Bank of America's decision to use Twitter to announce an online banking outage has drawn mixed reviews, ranging from kudos for broadening its communications horizons to questions as to whether the blast was broad enough.
At around 7 a.m. on a January Friday, BofA experienced a partial outage of its online banking service. The Charlotte, N.C., bank used Twitter to get the word out, but it did not announce the outage on its home page. Impacted consumers simply got an error message.
"It is helpful if the bank sees [social media] as a part of their other communication channels," which should also include branches, call centers, the Web and mobile, says Stessa Cohen, research director for banking industry advisory services at Gartner. "It is part of a holistic plan to deal with operational risk events."
Over Twitter, BofA broadcast this message: "Online Banking Outage: Bank of America is working to restore capability as quickly as possible. We apologize for any inconvenience."
It also replied to individual Twitter users with a similar explanation. Though it reaches more than 7,000 Twitter followers worldwide, BofA spokeswoman Tara Burke said the bank opted not to put a message on the Web because the outage did not affect all customers. "Every situation is different and we determine on [a] case-by-case basis," Burke says. She said BofA also informed call centers about the outage.
Burke said the outage was likely the result of routine system changes the bank performed the night before and was not a sign of a security breach or a malware infection. The bank has reportedly been targeted by WikiLeaks for a release of leaked internal documents. BofA has halted processing of payments to the site, a move that's resulted in other payments firms-such as MasterCard, Visa and PayPal-being targeted by hackers sympathetic to the WikiLeaks cause.
Cohen said the problem with making the announcement on the Twitter page was that it reached a smaller number of customers than the number affected - but Twitter was still a good start. She pointed to the dangers such outages cause when information is not so forthcoming, such as happened to JPMorgan Chase & Co. in September 2010 when its site went down for a full day.
"Chase did not get the word out well, and it was really criticized for being too slow" to do so, says Mark Schwanhausser, senior analyst for multichannel financial services at Javelin Strategy & Research. Transparency is crucial to banks fostering good customer relationships, he says.
"Let the consumer know where they stand," Schwanhausser says. "The consumer counts on the bank, and if the bank goes quiet, it creates anxiety."

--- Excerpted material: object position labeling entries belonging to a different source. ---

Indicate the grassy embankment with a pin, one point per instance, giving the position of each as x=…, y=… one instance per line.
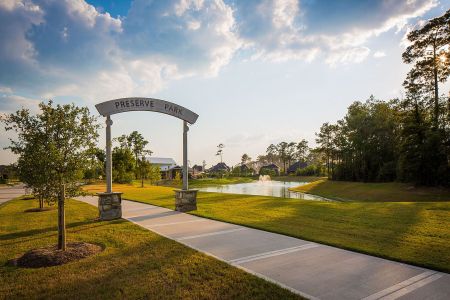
x=413, y=232
x=374, y=192
x=136, y=263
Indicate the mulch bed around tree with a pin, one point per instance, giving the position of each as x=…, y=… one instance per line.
x=40, y=209
x=51, y=256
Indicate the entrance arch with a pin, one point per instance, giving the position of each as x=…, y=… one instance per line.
x=110, y=202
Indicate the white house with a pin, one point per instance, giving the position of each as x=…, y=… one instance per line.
x=163, y=163
x=167, y=166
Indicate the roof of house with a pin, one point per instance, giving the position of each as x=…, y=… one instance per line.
x=271, y=166
x=298, y=165
x=197, y=168
x=161, y=160
x=219, y=167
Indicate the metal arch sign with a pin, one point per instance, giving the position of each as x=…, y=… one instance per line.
x=116, y=106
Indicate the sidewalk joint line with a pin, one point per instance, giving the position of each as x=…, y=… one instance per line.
x=210, y=234
x=173, y=223
x=386, y=293
x=272, y=253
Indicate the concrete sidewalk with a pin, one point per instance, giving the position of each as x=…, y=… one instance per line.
x=312, y=270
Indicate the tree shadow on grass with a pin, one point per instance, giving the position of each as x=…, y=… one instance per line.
x=155, y=269
x=32, y=232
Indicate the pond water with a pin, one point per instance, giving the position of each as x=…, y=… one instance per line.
x=264, y=188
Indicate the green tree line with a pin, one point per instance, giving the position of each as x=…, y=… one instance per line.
x=402, y=139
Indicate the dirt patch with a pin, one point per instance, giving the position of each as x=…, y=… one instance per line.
x=51, y=256
x=40, y=209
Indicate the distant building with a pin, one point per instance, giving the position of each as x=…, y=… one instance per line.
x=197, y=170
x=219, y=168
x=294, y=167
x=167, y=166
x=268, y=169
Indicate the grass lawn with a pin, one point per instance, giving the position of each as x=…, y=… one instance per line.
x=413, y=232
x=136, y=263
x=385, y=192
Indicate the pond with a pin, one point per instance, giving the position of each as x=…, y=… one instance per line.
x=264, y=188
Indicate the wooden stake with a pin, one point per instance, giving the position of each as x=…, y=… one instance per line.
x=61, y=219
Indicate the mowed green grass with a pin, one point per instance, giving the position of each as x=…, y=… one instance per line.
x=412, y=232
x=375, y=192
x=136, y=263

Ron Shevlin, a senior analyst at Aite Group LLC, says lack of that messaging may be because the public Website was impacted as well. "Bank of America is a smart bank that has been doing [online banking] a long time," he says. "If there is no message on the home page, there is a good reason." Shevlin said he could not access his own account Friday.
James Van Dyke, the president and founder of Javelin, says the lack of a home page message could be related to the complexity of BofA's systems. "Bank of America's [online system] is actually a combination of several different systems owing to their [acquisition of] prior separate organizations," he says. "So the challenge faced by their professionals is larger than one faced by a community bank or credit union."